Das interessanteste Kapitel war für mich das über die pragmatischen Funktionen. Die erste Funktion, die Kreß bespricht, betrifft das Aufgreifen von zuvor besprochenen Inhalten mit der Komplexanapher das/es machen. An mehreren Beispielen wird gezeigt, wieviel Entschlüsselungsarbeit es braucht, um den Referenzbereich von das zu erkennen. Aber auch ein Offenlassen des genauen Bezugs hat Vorteile, z. B. in einer Prüfung, indem der Prüfling nach einer entsprechenden Frage sich den thematischen Anschluss für seine Antwort aussuchen kann (S. 232f.).
In der zweiten Position von Adjazenzpaaren gibt man eine Erlaubnis (ja mach, mach nur) bzw. verpflichtet sich selbst zu etwas (mach ich, S. 234).

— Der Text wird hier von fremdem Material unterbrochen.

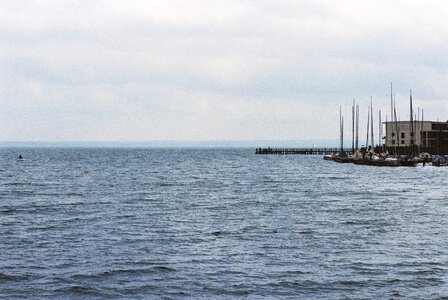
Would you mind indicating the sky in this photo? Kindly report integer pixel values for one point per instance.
(193, 70)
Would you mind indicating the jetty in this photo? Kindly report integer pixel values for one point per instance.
(300, 151)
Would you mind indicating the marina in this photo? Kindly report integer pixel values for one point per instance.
(300, 151)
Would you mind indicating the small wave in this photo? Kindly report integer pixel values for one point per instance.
(164, 269)
(7, 277)
(124, 272)
(80, 290)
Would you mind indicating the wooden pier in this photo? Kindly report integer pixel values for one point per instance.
(300, 151)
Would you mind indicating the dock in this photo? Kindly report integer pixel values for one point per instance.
(300, 151)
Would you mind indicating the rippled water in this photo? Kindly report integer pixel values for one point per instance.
(218, 223)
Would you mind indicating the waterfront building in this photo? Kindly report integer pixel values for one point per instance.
(404, 137)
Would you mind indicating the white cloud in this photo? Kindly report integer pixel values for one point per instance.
(181, 70)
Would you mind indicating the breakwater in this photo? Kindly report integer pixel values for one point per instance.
(300, 151)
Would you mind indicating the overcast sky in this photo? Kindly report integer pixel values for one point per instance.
(214, 70)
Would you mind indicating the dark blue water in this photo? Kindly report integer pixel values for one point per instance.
(218, 223)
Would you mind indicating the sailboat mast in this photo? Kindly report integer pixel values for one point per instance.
(368, 125)
(340, 127)
(379, 128)
(371, 123)
(412, 144)
(357, 127)
(353, 126)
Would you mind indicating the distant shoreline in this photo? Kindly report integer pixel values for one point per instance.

Eine ausführliche Analyse erfährt in diesem Kapitel das „Social Action Format“ ich/wir mache/n das so. Kataphorisch verwendet, werden damit Vorschläge gemacht, Regeln erklärt, eine Problemlösung angebahnt, oft von denjenigen, die eine übergeordnete Rolle haben, und oft verbunden mit der Sicherung des Rederechts für das zu explizierende Vorgehen. Anaphorisch verwendet, stimmt der Sprecher einem Vorschlag zu bzw. legt sich auf etwas fest. Nebenfunktion ist hier die Themenbeendigung.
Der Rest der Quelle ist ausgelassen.